Malawi is located in the east of the African continent in the “Great Lakes" region and borders Mozambique, Zambia and Tanzania. The particularity of this tropical region is that 80% of the country's population work in subsistence agriculture. Malawians do farm labour by hand on a plot -by-plot basis, have very little equipment and are at the mercy of changing weather conditions. “Food insecurity is an issue in Malawi”, explains Philippe Preux. “Our project’s primary aim is to help farmers feed their families and make money by selling their harvest, while at the same time respecting the environment and using sustainable farming techniques".
Machine Learning for a humanitarian project in agriculture
Romain Gautron, an engineer at AgroParis Tech, contacted Philippe Preux and his SequeL team during the summer of 2019 for their expertise in Machine Learning (ML). The SequeL team specialises in sequential learning and decision-making - in other words, an ordered sequence of operations like those in video games or board games such as Go and chess. SequeL’s area of expertise is “reinforcement” learning, a topic that is central to issues in artificial intelligence and recommendation systems.
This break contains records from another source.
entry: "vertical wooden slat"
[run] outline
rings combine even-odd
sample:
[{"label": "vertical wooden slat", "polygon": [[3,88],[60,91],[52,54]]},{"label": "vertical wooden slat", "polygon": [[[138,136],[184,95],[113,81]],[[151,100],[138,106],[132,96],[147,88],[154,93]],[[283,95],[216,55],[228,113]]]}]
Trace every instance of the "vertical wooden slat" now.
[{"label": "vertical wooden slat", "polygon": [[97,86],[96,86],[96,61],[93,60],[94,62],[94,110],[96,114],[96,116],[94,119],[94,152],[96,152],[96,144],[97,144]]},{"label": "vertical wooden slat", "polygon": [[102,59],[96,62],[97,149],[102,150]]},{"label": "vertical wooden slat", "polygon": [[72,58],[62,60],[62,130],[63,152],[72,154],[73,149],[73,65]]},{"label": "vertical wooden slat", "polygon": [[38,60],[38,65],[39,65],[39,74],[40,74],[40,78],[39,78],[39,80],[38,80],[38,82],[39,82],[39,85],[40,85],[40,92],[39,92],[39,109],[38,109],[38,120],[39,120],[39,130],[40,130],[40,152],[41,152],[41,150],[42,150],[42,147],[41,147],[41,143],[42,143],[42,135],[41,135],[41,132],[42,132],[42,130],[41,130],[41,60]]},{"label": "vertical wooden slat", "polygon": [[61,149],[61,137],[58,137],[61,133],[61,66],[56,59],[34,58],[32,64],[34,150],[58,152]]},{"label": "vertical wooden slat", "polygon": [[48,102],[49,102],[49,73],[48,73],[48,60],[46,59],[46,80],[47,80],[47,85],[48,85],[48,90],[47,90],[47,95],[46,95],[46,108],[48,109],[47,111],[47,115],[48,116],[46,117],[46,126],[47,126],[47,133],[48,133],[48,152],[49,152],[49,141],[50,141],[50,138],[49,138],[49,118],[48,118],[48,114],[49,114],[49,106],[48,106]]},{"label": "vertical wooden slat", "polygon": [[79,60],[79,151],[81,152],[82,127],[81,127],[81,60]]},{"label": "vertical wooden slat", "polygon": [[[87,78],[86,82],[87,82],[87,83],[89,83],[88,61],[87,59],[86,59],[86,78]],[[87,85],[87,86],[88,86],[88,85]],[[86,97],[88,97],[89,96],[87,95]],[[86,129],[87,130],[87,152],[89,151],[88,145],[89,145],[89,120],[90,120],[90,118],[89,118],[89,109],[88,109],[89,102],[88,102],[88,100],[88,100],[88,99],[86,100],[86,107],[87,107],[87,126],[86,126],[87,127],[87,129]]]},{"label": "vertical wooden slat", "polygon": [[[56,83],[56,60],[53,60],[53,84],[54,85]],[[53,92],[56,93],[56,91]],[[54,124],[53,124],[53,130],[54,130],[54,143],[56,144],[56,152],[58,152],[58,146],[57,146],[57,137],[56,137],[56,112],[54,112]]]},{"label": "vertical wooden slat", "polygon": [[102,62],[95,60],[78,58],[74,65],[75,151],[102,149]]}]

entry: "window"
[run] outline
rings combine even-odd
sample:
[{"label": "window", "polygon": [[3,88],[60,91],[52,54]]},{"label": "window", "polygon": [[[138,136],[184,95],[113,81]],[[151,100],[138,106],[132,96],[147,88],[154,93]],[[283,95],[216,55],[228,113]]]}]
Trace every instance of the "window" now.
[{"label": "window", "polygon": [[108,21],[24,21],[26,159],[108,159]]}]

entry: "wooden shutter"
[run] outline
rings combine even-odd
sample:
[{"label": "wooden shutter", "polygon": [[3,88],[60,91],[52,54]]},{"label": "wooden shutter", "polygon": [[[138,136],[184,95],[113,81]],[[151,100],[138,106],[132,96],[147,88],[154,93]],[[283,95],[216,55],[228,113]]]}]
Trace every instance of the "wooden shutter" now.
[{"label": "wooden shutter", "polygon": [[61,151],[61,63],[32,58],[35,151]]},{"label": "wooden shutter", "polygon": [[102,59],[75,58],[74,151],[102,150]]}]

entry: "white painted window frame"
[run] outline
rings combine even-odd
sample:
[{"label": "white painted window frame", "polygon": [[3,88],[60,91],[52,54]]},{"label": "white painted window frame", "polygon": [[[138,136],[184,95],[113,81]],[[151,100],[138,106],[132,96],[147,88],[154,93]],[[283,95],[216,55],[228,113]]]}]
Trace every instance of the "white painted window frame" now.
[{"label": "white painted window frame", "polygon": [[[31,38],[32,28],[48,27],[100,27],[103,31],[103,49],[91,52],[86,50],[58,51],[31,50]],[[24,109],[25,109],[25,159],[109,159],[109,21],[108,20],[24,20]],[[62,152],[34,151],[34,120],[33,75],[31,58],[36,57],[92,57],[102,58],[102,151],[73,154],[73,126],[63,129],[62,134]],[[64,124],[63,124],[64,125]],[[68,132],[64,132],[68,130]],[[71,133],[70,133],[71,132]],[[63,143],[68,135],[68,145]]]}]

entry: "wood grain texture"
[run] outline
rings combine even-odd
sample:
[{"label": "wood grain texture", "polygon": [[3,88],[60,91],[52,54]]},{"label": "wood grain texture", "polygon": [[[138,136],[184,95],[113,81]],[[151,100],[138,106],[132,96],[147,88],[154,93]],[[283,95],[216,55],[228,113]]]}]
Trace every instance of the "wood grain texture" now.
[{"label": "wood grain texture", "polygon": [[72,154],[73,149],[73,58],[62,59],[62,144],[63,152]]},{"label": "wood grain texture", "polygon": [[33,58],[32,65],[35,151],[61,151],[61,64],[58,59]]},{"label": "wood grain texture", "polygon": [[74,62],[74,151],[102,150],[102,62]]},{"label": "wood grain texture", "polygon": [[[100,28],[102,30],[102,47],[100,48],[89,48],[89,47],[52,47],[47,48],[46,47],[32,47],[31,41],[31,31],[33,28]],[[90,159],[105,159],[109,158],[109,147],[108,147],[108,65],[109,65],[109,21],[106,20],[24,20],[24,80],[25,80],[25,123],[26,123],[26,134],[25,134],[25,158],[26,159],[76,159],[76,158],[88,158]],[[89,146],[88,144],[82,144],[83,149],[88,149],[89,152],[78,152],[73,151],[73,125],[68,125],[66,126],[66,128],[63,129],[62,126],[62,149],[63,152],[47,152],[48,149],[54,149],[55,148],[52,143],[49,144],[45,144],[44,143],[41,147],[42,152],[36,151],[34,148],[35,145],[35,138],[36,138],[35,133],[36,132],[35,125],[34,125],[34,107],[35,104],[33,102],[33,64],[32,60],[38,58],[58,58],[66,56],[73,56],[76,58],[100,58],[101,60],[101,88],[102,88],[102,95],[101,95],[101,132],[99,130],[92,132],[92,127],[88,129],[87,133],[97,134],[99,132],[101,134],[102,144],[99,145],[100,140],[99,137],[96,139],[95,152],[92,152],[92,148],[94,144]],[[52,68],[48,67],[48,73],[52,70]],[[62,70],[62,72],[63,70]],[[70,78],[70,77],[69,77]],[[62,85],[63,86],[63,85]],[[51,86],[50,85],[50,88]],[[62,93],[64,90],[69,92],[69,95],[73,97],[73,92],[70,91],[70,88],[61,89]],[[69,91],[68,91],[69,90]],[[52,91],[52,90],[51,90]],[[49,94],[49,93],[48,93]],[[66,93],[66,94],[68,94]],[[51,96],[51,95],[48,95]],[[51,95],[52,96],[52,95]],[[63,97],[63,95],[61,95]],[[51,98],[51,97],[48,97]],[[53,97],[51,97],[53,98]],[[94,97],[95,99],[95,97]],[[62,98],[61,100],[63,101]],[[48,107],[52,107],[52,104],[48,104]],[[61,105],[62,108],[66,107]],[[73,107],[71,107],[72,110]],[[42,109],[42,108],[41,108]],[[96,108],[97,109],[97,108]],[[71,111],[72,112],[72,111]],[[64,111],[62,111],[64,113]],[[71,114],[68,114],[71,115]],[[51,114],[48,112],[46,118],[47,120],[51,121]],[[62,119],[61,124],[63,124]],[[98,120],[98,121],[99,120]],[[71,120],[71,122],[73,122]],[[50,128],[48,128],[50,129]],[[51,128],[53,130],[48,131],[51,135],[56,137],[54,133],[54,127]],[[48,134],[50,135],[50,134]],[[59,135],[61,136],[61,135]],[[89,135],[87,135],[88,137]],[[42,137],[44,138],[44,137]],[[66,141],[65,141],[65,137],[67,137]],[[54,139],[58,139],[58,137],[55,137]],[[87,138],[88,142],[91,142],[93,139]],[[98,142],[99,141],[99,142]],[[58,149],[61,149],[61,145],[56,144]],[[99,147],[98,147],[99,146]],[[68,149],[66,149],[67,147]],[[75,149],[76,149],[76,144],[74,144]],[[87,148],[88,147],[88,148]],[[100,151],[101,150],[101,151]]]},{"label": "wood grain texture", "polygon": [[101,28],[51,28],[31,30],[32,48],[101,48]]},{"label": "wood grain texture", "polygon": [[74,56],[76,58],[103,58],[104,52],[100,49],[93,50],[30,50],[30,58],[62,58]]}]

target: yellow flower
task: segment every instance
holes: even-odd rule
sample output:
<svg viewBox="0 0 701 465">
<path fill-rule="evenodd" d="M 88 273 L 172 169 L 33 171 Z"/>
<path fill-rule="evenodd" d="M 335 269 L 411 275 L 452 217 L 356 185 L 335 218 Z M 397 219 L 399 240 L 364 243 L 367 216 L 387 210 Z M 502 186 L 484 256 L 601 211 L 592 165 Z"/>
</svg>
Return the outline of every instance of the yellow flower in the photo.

Using the experience of successive generations of farmers, the objective here is to learn how to find the best solution to a decision-making problem in the shortest time possible.
With SequeL, Philippe Preux has already worked extensively on recommendation applications through his work in a wide range of fields such as online advertising, medicine and education. He has gained considerable expertise in the operating capacities and performance potential of these systems.
Sustainable optimisation of small farm yields in emerging countries
“From an applicative point of view, Machine Learning algorithms optimise certain functions such as maximising sales or being able to recognise objects in an image”, explains the researcher. But the definition of ML is broader than that. This technology can also optimise the sustainability of a process by formulating this objective as a function to be improved. This is the case in the present project: Philippe Preux and his colleagues are seeking to sustainably increase the yield of small farms and try to change practices.
In addition to data on current agricultural practices in Malawi, the researchers need information on the soil and climate and meteorological and geographic conditions for their system to operate. Once this data has been collected, they have to define the formal modelling of the problem.
How to move forward in the face of uncertainty
Currently, however, the team does not know which is the most important data, nor do they know whether this data exists or is available. Data collection will take time, years even. Crop observations will therefore be used to fuel the machine learning algorithms.
“The project is strewn with very different types of uncertainties to those we are used to dealing with”, admits Philippe Preux, “and we don’t yet know exactly how we’re going to interact with the farmers on the ground, how they will respond to this type of system, or even if they will trust us and follow our advice!”
A collaborative project: major international institutions and an African university working hand in hand
The SequeL team, which boasts an international reputation, is working alongside the French Agricultural Research and International Cooperation Organization (CIRAD), the Consultative Group on International Agricultural Research (CGIAR) and the University of Zambia. In parallel, Philippe Preux has launched a project with an agricultural institute in India which contacted him in autumn 2019. The centre has had the same idea of application and has a lot of data at its disposal.
“We’re hoping to recover data from different sources, including India, to use in Malawi and see to what extent it is transferable between countries”, explains Philippe Preux. “This approach should, in theory, bear fruitful results because the farmers we are working with in both Malawi and India cultivate their land in the same way”. As an added bonus, the project is a positive example of how science can be used for international solidarity.
Africa Rising: a humanitarian project to help small farmers
The Africa Research in Sustainable Intensification for the Next Generation (RISING) programme aims to help families of small farmers sustainably improve the yield of their land to lift them out of hunger and poverty. Inaugurated at the end of 2011 and currently in its second phase (ending in 2021), the programme includes three regional research and development projects in Tanzania, Malawi and Zambia. It is supported by the United States Agency for International Development as part of the US government's "Feed the Future" initiative.